DI 31.05.2011 | 22.25 Uhr | 9Live
9Live ist tot. Gestorben am 31. Mai 2011 um 23.59 Uhr. Zu diesem Zeitpunkt stellten die Macher den Live-Betrieb ein. Ab sofort gibt es nur noch Programm aus der Konserve. Doch bevor es zu Ende ging, gab das Team dem Affen noch mal ordentlich Zucker. Was als „Die letzte Live-Sendung von 9Live“ über die Bühne ging, war durchaus denkwürdig.
Im Sendezentrum von Unterföhring feierten hunderte Menschen das Aus ihres Arbeitsgebers. Thomas Schürmann und Max Schradin spielten auf der Party die Totengräber. Die schlenderten durch die Location, während sich der Rest hemmungslos betrank und Karaoke sang. Die Kamera immer dabei.
Man kann von 9Live halten, was man will: So spontanes Fernsehen, diese Art der Live-Übertragung einer hausinternen Party gab es wohl noch nie und wird es wohl nie wieder geben.
Da gab es Verantwortliche, die noch mal sagen durften, dass sie die Auflagen der Medienanstalt irgendwie scheiße fanden. Alida Kurras stellte sich ihre Rote Karte für künftige Jobs aus, als sie sich über nervige Regeln lustig machte, sich für eventuelle Fehler entschuldigte, gleichzeitig aber meinte, sie würde alles wieder so machen. Ganz großes Kino.
Ein Dauergewinner war auch zu Gast, hunderttausende Euro hat er bei 9Live gewonnen, erzählte er. Seine monatliche Telefonrechnung betrug allerdings auch immer um die 4000 Euro. Da waren die fröhlichen Moderatoren kurz mal still. Aber vielleicht hatte ja 9Live nicht nur Freaks, die zuschauten.
Manchmal war auch gar nichts zu verstehen, weil im Partygewimmel die Mikros nicht ausreichten. Und wenn der allzu besoffene Kollege nervte, wurde er halt angeschrien und ihm angedroht, dass er rausfliegt (Schürmann: „Ich meins ernst, noch einmal, und du fliegst raus, auch wenn’s ’ne Live-Sendung ist!“). So ist’s wenn sich 9Live-Mitarbeiter besaufen.
Ganz am Ende, um fünf vor zwölf, dann das große Melodrama. Zur Musik der „Truman Show“ stellten sich die Moderatoren hin und umarmten sich.
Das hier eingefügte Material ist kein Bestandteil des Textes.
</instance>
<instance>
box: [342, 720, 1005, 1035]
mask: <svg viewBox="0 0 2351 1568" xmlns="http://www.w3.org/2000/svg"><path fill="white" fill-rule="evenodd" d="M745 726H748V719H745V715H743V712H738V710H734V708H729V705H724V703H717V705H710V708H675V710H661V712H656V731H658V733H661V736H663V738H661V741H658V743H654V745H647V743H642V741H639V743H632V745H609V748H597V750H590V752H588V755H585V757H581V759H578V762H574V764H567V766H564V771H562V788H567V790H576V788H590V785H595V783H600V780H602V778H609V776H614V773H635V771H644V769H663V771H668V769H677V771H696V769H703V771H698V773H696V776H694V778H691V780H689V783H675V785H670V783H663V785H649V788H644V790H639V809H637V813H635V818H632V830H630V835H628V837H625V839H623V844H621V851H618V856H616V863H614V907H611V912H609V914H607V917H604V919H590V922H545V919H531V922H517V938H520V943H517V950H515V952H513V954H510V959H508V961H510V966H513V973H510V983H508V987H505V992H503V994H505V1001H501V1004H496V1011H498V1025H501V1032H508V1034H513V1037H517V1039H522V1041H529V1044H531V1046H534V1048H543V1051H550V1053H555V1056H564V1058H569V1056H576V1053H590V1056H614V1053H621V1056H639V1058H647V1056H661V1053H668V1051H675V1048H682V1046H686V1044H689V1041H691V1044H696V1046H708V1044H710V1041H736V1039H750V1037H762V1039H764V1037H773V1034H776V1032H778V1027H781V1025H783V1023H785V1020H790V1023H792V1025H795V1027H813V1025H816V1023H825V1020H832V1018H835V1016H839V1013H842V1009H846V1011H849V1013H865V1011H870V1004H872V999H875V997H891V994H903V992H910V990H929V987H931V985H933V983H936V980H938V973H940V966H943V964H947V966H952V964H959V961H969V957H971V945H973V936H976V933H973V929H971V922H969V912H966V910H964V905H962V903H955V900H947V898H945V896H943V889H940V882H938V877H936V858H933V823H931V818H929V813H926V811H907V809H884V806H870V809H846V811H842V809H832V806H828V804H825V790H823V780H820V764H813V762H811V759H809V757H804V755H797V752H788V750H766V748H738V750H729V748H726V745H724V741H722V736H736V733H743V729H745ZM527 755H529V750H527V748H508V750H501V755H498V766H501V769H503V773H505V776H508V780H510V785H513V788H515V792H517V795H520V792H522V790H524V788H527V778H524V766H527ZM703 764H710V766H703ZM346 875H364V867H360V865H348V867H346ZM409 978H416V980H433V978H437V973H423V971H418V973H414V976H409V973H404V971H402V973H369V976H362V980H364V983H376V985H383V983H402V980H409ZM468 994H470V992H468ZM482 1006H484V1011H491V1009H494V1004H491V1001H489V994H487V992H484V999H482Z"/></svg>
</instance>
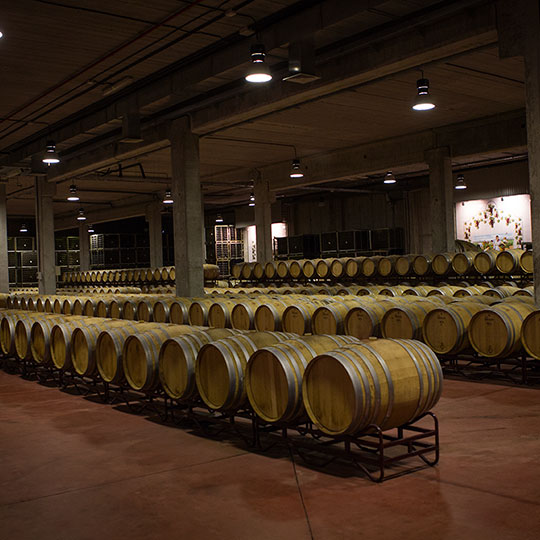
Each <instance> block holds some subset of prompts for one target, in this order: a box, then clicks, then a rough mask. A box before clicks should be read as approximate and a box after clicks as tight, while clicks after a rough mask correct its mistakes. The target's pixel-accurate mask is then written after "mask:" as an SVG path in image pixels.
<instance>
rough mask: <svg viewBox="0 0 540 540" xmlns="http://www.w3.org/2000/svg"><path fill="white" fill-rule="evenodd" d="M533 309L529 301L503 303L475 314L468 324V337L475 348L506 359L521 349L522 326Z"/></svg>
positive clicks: (485, 355) (489, 356)
mask: <svg viewBox="0 0 540 540" xmlns="http://www.w3.org/2000/svg"><path fill="white" fill-rule="evenodd" d="M533 311H534V306H533V305H532V304H529V303H526V302H504V303H500V304H495V305H493V306H491V307H490V308H485V309H483V310H481V311H479V312H478V313H476V314H475V315H474V316H473V318H472V319H471V322H470V324H469V340H470V342H471V345H472V346H473V348H474V350H475V351H476V352H477V353H478V354H480V355H481V356H485V357H488V358H503V357H506V356H510V355H512V354H516V353H518V352H519V351H520V350H521V348H522V345H521V337H520V336H521V325H522V323H523V320H524V319H525V318H526V317H527V315H529V313H532V312H533Z"/></svg>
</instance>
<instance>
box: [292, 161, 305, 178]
mask: <svg viewBox="0 0 540 540" xmlns="http://www.w3.org/2000/svg"><path fill="white" fill-rule="evenodd" d="M289 176H290V177H291V178H303V177H304V173H303V172H302V169H301V168H300V160H299V159H293V162H292V166H291V172H290V173H289Z"/></svg>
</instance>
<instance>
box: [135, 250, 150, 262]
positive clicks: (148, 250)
mask: <svg viewBox="0 0 540 540" xmlns="http://www.w3.org/2000/svg"><path fill="white" fill-rule="evenodd" d="M136 254H137V263H138V264H140V265H141V266H150V249H148V248H146V247H142V248H137V251H136Z"/></svg>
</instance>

Eine Stimme sprach zu ihnen – wie im Film auch.
„Wo wollt ihr hin? Ihr gehört doch hierher. Ihr – seid 9Live. Ihr seid die Stars, die Millionen Menschen glücklich gemacht haben. Ihr könnt nicht gehen. Ich habe euch doch zugesehen, eure ersten Schritte. (…) Ihr wart echt, deshalb hat man euch so gern zugesehen. Es war eine tolle Welt, die wir geschaffen haben. Deshalb könnt ihr nicht wegggehen. Die Welt beobachtet euch doch schon seit zehn Jahren. (…) Ihr könnt nicht gehen. Ihr gehört hierher – zu uns.“
Ja, was für eine tolle Welt. Eine Welt voller unseriöser Spielchen.
Tru…, äh, Thomas Schürmanns pathetische letzte Worte: „Und falls wir uns nicht mehr sehen sollten – guten Tag, guten Abend und gute Nacht.“
Im Fall von Thomas Schürmann wünschen wir uns natürlich, dass wir uns nicht mehr sehen.
Ganz am Ende saß das 9Live-Maskottchen ganz allein im Studio – zu „Wonderful World“. Und fast scheien es, als ob sich der Mann darin, den Plüschkopf vom Leib reißt und den Stinkefinger zeigt.
Es ist schon spannend, wie sich die 9Live-Macher selbst sehen. Sie waren die Helden, so dachten sie.
Klar, das Team war offenbar sehr eng, wie eine Familie, die nun auseinander gerissen wird. Aber dennoch wollen wir mal festhalten: Die Spiele bei 9Live waren oft unlogisch, die Moderatoren haben gelogen, die Zuschauer wurden beschissen. Die immer härteren Regeln der Aufsichtsbehörden ruinierten das Geschäftsmodell von 9Live.
Nun ist Schluss, und das ist gut so. Vorrübergehend zeigt 9Live Serien. Was grundstätzlich aus dem Sender wird, ist noch offen.
Das Fazit ganz am Ende: Es stimmt schon, wenn die 9Live-Leute sagen, dass es diese Art von Fernsehen nicht mehr geben wird – mit stundenlangen Live-Strecken. Nur leider waren die Inhalte meistens unter aller Sau.
Wir werden den Call-In-Müll jedenfalls nicht vermissen.